She launched the new outfit at the Artisan Market at Cornucopia last month.

She produces certified organic whole leaf wellness teas. Teas such as EchinaChai bags ayurvedic spices as well as a boost of Echinacea. The Namasthe chai is a warming tea with cinnamon, cardamon and black pepper. Other teas cool the body — Mountain Mint is made with spearmint and peppermint — while others calm the mind with Savasana’s lemon and chamomile.

While more evenings than I like are reduced to large mugs of tea with Mighty Leaf tea bags sitting sloppily in a clump to the side, I broke out my blue rose tea pot with my pink freckled milk and sugar dishes for Namasthe’s Fresh Tracks Breakfast tea. The name and tea pouch illustration of a snowy Inukshuk on top of Whistler Mountain are obviously marketing choices. But when I taste the fragrant black tea, it could be a taste choice as well.

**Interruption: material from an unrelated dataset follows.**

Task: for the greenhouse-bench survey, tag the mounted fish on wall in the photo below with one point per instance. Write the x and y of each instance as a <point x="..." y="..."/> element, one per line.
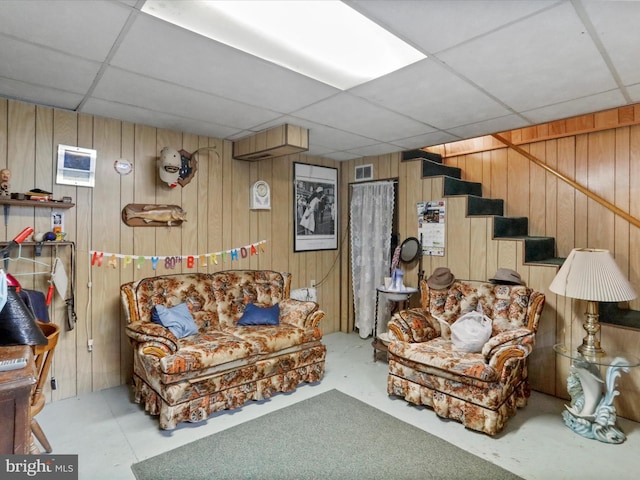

For a tea granny, this is the equivalent to fresh tracks: awakening and fresh, only you get to be warm.

Further warming your heart, the tea company donates 8 per cent of its profits to global sustainability, health and wellness causes including the B.C. SPCA, WWF, The Land Conservancy, Planetair Carbon Offsets, Friends of Ayurveda, American Botanical Council and the American Herbalists Guild.

Their travel mugs are also 100 per cent biodegradable and recyclable.

Namasthe will be available at local grocery stores at roughly $10 a box as well as local restaurants, cafes, spas, yoga studios and hotels in the near future.

Until then, it’s a tea party for one with Namasthe Tea, whose whole leaf teas are as story worthy as the teapots I pour it from.